De risico’s die een ablatie met zich meebrengt
Alhoewel een ablatie voor sommige patiënten met boezemfibrilleren positieve resultaten oplevert, zijn er ook een aantal gevaren ten gevolge van de behandeling.
1. Bloedingen in de lies
In eerste instantie kan een bloeding in de lies ontstaan, als gevolg van een slangetje dat met een draadje via de lies naar binnen gebracht wordt om de ablatie uit te voeren.
Aan dit draadje zit een verhit, of juist verkoeld uiteinde. Bloedingen komen vooral voor op de plaats waar de katheter de lies in wordt ingebracht. Vervolgens kan dit leiden tot liesproblemen.
2. Gaatje in het hart
Daarnaast, wordt de katheter door de boezemwand gedrukt. Dit proces veroorzaakt een gaatje in het hart.

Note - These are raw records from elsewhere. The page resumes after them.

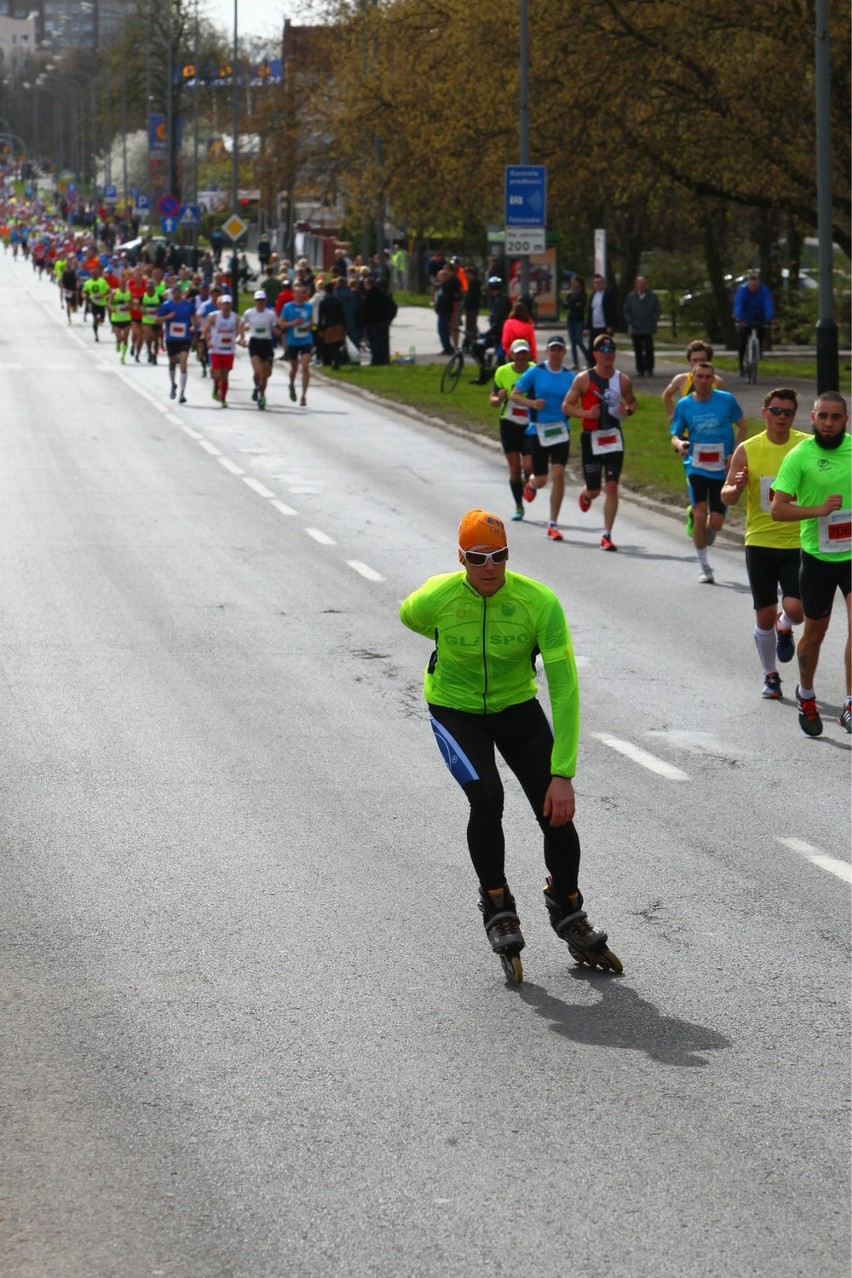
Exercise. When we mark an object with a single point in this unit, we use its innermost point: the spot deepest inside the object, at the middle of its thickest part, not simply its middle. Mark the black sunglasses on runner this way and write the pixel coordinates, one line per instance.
(478, 557)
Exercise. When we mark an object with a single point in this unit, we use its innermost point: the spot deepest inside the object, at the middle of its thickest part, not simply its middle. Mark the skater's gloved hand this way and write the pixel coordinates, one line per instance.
(560, 801)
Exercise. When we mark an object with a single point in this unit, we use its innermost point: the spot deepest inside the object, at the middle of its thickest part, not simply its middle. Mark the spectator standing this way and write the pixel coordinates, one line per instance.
(641, 316)
(603, 313)
(576, 317)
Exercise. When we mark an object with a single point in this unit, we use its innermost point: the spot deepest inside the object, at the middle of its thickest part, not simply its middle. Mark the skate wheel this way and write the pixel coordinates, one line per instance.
(609, 961)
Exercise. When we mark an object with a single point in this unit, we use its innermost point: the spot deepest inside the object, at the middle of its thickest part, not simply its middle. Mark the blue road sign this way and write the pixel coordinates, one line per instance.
(525, 194)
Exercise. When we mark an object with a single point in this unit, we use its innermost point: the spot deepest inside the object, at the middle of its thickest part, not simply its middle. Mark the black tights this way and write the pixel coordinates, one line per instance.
(523, 736)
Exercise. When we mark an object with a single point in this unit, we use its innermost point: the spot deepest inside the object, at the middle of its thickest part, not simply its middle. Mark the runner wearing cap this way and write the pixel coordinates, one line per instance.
(487, 626)
(514, 421)
(600, 396)
(220, 338)
(261, 326)
(542, 390)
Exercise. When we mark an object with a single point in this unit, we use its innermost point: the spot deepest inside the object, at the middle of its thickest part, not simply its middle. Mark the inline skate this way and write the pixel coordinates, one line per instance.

Weliswaar geneest het gaatje vanzelf, maar het gaatje kan aanleiding geven tot bloed in het hartzakje. Hieruit volgt alleen in enkele gevallen een open hartoperatie.
3. Vocht in het hartzakje
Bovendien kan er vocht in het hartzakje komen, doordat met de katheter een gaatje door de boezemwand wordt gemaakt. Wanneer er te veel vocht in het hartzakje komt, wordt dit een tamponade genoemd.
Door de snelle toename van vocht kan er ernstige benauwdheid ontstaan. Het hart ondervindt tegendruk en kan zich niet goed met bloed vullen. Als resultaat, pompt het hart niet goed meer.
Wanneer het lichaam de hoeveelheid vocht niet kan afvoeren, moet dit verwijderd worden. Dit gebeurt met een holle naald (pericardpunctie) of operatief.
4. Longproblemen
Tevens kan iemand last krijgen van longproblemen. Tijdens een ablatie kunnen de longaders gaan samentrekken en zorgen voor een hoge stand van het middenrif.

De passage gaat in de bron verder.